Kündigt Fassbier-Vertriebsverträge mit GFGH

Die im Dezember in Kraft tretenden neuen Kennzeichnungsregelungen im Rahmen der LMIV betreffen auch Gastro-Bierfässer. Die 30- und 50-l-Großgebinde unterliegen dann der MHD-Pflicht, während bislang das Abfülldatum ausreichend war.
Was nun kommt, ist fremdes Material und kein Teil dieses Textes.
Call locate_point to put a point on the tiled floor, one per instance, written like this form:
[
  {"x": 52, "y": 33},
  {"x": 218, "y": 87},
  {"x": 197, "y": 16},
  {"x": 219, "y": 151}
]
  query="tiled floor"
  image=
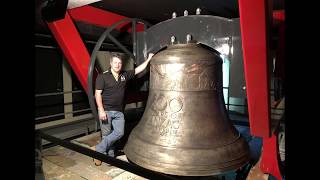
[{"x": 61, "y": 163}]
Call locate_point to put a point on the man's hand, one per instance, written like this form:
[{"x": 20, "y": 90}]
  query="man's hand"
[
  {"x": 143, "y": 66},
  {"x": 102, "y": 115},
  {"x": 150, "y": 56}
]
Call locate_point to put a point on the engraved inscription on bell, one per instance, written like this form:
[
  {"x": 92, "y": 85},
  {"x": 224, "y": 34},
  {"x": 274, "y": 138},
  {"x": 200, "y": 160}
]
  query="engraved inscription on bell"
[{"x": 185, "y": 129}]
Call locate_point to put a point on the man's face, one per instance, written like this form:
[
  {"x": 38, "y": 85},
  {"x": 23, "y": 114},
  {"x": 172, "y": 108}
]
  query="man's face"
[{"x": 116, "y": 64}]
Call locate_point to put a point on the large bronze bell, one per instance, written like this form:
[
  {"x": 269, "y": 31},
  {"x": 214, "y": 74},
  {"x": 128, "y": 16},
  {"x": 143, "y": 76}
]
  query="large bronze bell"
[{"x": 185, "y": 129}]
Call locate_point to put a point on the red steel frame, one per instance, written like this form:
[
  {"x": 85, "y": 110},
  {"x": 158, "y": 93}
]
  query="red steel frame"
[
  {"x": 256, "y": 21},
  {"x": 68, "y": 38},
  {"x": 255, "y": 18}
]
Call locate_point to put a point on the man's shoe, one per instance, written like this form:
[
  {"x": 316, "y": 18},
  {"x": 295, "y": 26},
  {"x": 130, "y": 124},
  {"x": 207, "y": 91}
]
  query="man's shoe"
[{"x": 96, "y": 161}]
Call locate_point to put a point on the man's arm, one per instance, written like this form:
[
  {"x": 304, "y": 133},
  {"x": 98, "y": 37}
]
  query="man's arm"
[
  {"x": 143, "y": 66},
  {"x": 101, "y": 112}
]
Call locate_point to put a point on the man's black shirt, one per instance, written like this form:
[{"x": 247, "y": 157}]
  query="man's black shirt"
[{"x": 112, "y": 90}]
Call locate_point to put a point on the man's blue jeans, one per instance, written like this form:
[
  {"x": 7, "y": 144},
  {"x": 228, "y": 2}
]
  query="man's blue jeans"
[{"x": 116, "y": 118}]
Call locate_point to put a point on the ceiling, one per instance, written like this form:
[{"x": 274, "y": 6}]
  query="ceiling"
[{"x": 153, "y": 11}]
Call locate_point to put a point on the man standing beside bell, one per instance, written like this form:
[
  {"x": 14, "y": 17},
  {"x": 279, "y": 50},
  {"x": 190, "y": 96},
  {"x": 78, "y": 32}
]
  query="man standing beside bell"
[{"x": 109, "y": 94}]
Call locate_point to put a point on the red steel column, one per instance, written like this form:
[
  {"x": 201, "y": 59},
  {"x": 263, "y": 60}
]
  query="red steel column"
[
  {"x": 70, "y": 42},
  {"x": 254, "y": 23}
]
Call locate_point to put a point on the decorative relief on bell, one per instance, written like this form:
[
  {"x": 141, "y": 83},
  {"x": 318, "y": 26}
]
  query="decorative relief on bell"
[{"x": 193, "y": 77}]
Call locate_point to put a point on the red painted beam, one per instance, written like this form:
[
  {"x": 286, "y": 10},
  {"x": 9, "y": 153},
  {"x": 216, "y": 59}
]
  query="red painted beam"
[
  {"x": 98, "y": 17},
  {"x": 278, "y": 15},
  {"x": 255, "y": 19},
  {"x": 70, "y": 42},
  {"x": 269, "y": 159}
]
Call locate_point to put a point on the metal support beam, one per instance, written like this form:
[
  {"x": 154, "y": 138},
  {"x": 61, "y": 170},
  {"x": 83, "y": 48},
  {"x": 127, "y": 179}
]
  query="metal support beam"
[
  {"x": 98, "y": 17},
  {"x": 255, "y": 19},
  {"x": 70, "y": 42},
  {"x": 269, "y": 158},
  {"x": 67, "y": 87}
]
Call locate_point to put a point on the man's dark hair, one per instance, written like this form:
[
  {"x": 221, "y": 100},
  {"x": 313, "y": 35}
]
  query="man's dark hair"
[{"x": 118, "y": 55}]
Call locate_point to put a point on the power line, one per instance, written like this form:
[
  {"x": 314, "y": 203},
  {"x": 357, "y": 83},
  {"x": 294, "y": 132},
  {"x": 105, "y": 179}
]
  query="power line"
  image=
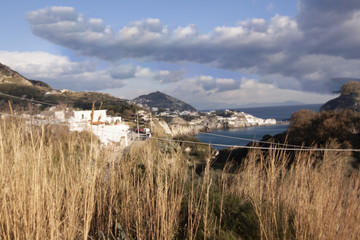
[
  {"x": 260, "y": 148},
  {"x": 253, "y": 140},
  {"x": 202, "y": 143}
]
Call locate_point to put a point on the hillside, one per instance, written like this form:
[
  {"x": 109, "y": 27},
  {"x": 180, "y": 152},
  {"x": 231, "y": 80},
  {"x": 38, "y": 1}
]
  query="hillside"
[
  {"x": 349, "y": 98},
  {"x": 162, "y": 101},
  {"x": 13, "y": 83}
]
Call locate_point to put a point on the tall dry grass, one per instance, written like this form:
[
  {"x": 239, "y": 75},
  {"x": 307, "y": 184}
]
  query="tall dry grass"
[
  {"x": 311, "y": 199},
  {"x": 60, "y": 185},
  {"x": 57, "y": 185}
]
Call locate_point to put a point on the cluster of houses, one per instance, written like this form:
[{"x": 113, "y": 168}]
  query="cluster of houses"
[
  {"x": 108, "y": 129},
  {"x": 172, "y": 113}
]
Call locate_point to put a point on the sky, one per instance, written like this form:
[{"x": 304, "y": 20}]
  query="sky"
[{"x": 211, "y": 54}]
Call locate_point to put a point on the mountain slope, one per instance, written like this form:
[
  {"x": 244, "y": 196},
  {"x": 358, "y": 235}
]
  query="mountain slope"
[
  {"x": 162, "y": 101},
  {"x": 349, "y": 98},
  {"x": 13, "y": 83}
]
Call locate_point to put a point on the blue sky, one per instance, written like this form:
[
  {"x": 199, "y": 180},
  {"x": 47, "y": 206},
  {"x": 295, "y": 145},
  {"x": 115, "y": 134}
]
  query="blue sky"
[{"x": 211, "y": 54}]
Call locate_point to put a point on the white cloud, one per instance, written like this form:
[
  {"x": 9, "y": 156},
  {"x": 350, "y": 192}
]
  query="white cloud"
[{"x": 304, "y": 53}]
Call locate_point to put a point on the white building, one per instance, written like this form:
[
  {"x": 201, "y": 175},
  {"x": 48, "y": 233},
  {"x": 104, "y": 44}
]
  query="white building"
[
  {"x": 108, "y": 129},
  {"x": 85, "y": 116}
]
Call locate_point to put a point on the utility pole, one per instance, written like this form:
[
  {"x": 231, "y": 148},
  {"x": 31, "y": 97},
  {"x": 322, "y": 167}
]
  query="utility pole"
[
  {"x": 11, "y": 112},
  {"x": 92, "y": 112},
  {"x": 150, "y": 124},
  {"x": 137, "y": 124}
]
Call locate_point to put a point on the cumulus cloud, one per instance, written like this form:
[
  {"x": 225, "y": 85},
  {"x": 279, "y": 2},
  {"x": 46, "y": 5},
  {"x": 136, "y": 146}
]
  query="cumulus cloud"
[
  {"x": 303, "y": 53},
  {"x": 212, "y": 85},
  {"x": 165, "y": 76},
  {"x": 60, "y": 71}
]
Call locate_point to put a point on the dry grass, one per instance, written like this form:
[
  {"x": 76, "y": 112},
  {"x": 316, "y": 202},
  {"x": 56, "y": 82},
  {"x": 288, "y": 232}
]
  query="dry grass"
[
  {"x": 309, "y": 200},
  {"x": 57, "y": 185}
]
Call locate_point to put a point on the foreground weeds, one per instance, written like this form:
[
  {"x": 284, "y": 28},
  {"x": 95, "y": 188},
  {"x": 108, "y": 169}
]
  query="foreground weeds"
[{"x": 60, "y": 185}]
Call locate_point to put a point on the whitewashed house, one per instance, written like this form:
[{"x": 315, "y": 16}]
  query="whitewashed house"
[{"x": 108, "y": 129}]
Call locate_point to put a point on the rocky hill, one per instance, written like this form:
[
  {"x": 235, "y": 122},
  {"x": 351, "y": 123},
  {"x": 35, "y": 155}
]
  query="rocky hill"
[
  {"x": 349, "y": 98},
  {"x": 162, "y": 101},
  {"x": 13, "y": 83}
]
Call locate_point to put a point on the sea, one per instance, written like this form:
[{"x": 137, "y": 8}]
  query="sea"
[{"x": 242, "y": 136}]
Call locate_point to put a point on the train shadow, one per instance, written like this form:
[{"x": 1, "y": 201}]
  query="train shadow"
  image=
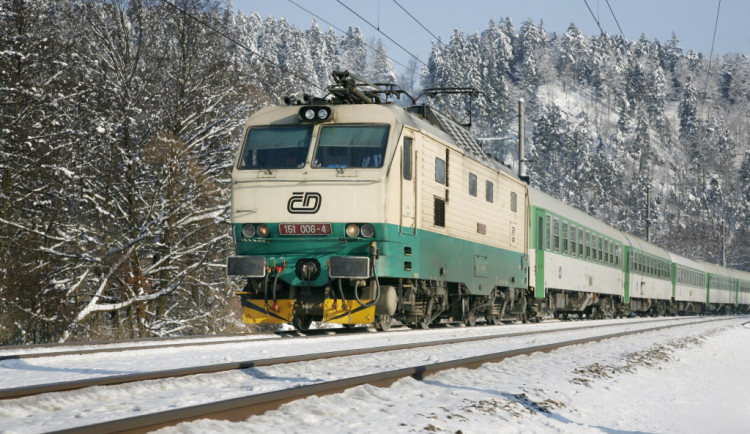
[
  {"x": 15, "y": 364},
  {"x": 543, "y": 408}
]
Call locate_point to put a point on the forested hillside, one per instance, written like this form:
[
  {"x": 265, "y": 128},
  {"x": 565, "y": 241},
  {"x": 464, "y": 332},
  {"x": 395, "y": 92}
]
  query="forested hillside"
[{"x": 119, "y": 120}]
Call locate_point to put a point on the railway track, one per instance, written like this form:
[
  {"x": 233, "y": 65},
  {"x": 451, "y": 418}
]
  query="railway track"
[
  {"x": 240, "y": 408},
  {"x": 30, "y": 351},
  {"x": 19, "y": 392}
]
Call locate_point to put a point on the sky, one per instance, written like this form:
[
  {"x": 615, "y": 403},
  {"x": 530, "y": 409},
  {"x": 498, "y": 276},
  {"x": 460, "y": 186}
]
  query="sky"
[{"x": 692, "y": 20}]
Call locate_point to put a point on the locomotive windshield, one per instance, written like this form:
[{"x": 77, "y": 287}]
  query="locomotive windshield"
[
  {"x": 355, "y": 146},
  {"x": 275, "y": 148}
]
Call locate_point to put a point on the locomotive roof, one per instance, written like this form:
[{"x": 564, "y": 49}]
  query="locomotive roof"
[{"x": 421, "y": 117}]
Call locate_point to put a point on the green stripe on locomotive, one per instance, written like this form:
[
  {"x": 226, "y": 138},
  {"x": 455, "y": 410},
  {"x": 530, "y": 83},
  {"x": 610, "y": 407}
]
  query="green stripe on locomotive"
[{"x": 424, "y": 255}]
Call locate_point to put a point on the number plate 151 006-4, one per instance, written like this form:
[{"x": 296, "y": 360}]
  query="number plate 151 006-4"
[{"x": 305, "y": 229}]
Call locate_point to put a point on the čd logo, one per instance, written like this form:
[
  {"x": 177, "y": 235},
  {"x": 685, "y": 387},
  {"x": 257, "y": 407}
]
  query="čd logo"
[{"x": 304, "y": 203}]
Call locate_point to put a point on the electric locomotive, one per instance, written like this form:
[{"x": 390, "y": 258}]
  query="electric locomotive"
[{"x": 354, "y": 210}]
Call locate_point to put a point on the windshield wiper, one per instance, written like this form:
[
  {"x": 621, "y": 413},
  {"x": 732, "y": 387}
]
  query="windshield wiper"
[{"x": 260, "y": 160}]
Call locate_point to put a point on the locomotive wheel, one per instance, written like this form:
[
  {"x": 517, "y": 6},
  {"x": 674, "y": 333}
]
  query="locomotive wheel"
[
  {"x": 302, "y": 323},
  {"x": 383, "y": 322},
  {"x": 471, "y": 319}
]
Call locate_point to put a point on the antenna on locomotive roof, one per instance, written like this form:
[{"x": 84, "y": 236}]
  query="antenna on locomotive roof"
[
  {"x": 350, "y": 89},
  {"x": 470, "y": 91}
]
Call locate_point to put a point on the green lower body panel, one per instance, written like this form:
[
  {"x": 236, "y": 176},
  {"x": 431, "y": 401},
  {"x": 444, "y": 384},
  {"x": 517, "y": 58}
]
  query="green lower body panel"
[{"x": 423, "y": 255}]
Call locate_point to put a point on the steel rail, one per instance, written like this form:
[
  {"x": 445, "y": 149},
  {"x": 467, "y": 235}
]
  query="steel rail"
[
  {"x": 20, "y": 392},
  {"x": 239, "y": 409},
  {"x": 248, "y": 338}
]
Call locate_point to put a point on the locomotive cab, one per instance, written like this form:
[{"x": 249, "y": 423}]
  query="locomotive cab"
[{"x": 309, "y": 211}]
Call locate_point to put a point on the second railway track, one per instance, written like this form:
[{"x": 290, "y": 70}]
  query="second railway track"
[{"x": 278, "y": 384}]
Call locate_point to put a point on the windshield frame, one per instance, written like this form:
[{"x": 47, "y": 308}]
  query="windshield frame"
[
  {"x": 374, "y": 159},
  {"x": 291, "y": 157}
]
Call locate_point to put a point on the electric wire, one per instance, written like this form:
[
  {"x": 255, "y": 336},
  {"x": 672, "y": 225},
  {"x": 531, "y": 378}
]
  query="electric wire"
[
  {"x": 240, "y": 44},
  {"x": 596, "y": 20},
  {"x": 381, "y": 32},
  {"x": 418, "y": 22},
  {"x": 710, "y": 57},
  {"x": 615, "y": 18},
  {"x": 343, "y": 32}
]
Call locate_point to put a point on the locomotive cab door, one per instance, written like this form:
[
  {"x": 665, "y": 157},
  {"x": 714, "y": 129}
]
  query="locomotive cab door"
[{"x": 408, "y": 221}]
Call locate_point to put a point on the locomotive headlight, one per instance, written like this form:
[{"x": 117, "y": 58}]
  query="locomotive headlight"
[
  {"x": 367, "y": 230},
  {"x": 248, "y": 231},
  {"x": 263, "y": 230},
  {"x": 352, "y": 230}
]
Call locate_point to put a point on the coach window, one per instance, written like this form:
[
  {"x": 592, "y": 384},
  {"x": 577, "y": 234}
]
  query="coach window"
[
  {"x": 580, "y": 243},
  {"x": 573, "y": 250},
  {"x": 606, "y": 252},
  {"x": 406, "y": 161},
  {"x": 439, "y": 170},
  {"x": 593, "y": 247},
  {"x": 556, "y": 235}
]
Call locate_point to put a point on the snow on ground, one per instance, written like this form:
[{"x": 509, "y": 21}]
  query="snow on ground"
[
  {"x": 689, "y": 380},
  {"x": 26, "y": 372}
]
Die Bitburger Gruppe sieht angesichts der neuen Regelung keine Möglichkeit mehr, das selektive Vertriebssystem mit dem Getränkefachgroßhandel aufrechtzuerhalten.
Die bestehenden Vertriebsverträge wurden aufgrund juristischer Bedenken fristgerecht gekündigt, wie Rainer Noll, Gastro-Chef von Deutschlands größtem Fassbiervertreiber, gegenüber der Lebensmittel Zeitung (dfv Mediengruppe) bestätigte.

Demnach diente die Angabe des Abfülldatums bisher als Anker, um einen Exklusivvertrieb mit dem GFGH zu begründen. Dieses „juristische Hilfsmittel“ falle laut Noll künftig weg. Damit seien auch entsprechende Klauseln, nicht an den Einzelhandel zu verkaufen, in Verträgen obsolet.

Wettbewerbsrechtlich ist der Ausschluss einzelner Vertriebskanäle ohnehin eine Gratwanderung. Dagegen argwöhnt laut Lebensmittel Zeitung der Bundesverband des Getränkefachgroßhandels, Bitburger würde sich damit neue und preisaggressive Absatzkanäle erschließen, womöglich gar mittelfristig den Großhandel als Absatzkanal umgehen wollen. Noll hält dagegen: „Das heißt nicht, dass wir jetzt Cash+Carry oder den LEH an unsere Rampen lassen.“

Wie die neue Fassbier-Deklaration im Detail umgesetzt werden soll, ist noch offen. So steht bisher nicht fest, ob die neuen Pflichtangaben alle auf dem Gebinde stehen müssen oder ob Alkoholgehalt oder Zutatenliste, etwa bei Biermischgetränken, auf Begleitpapieren ausreichend sind.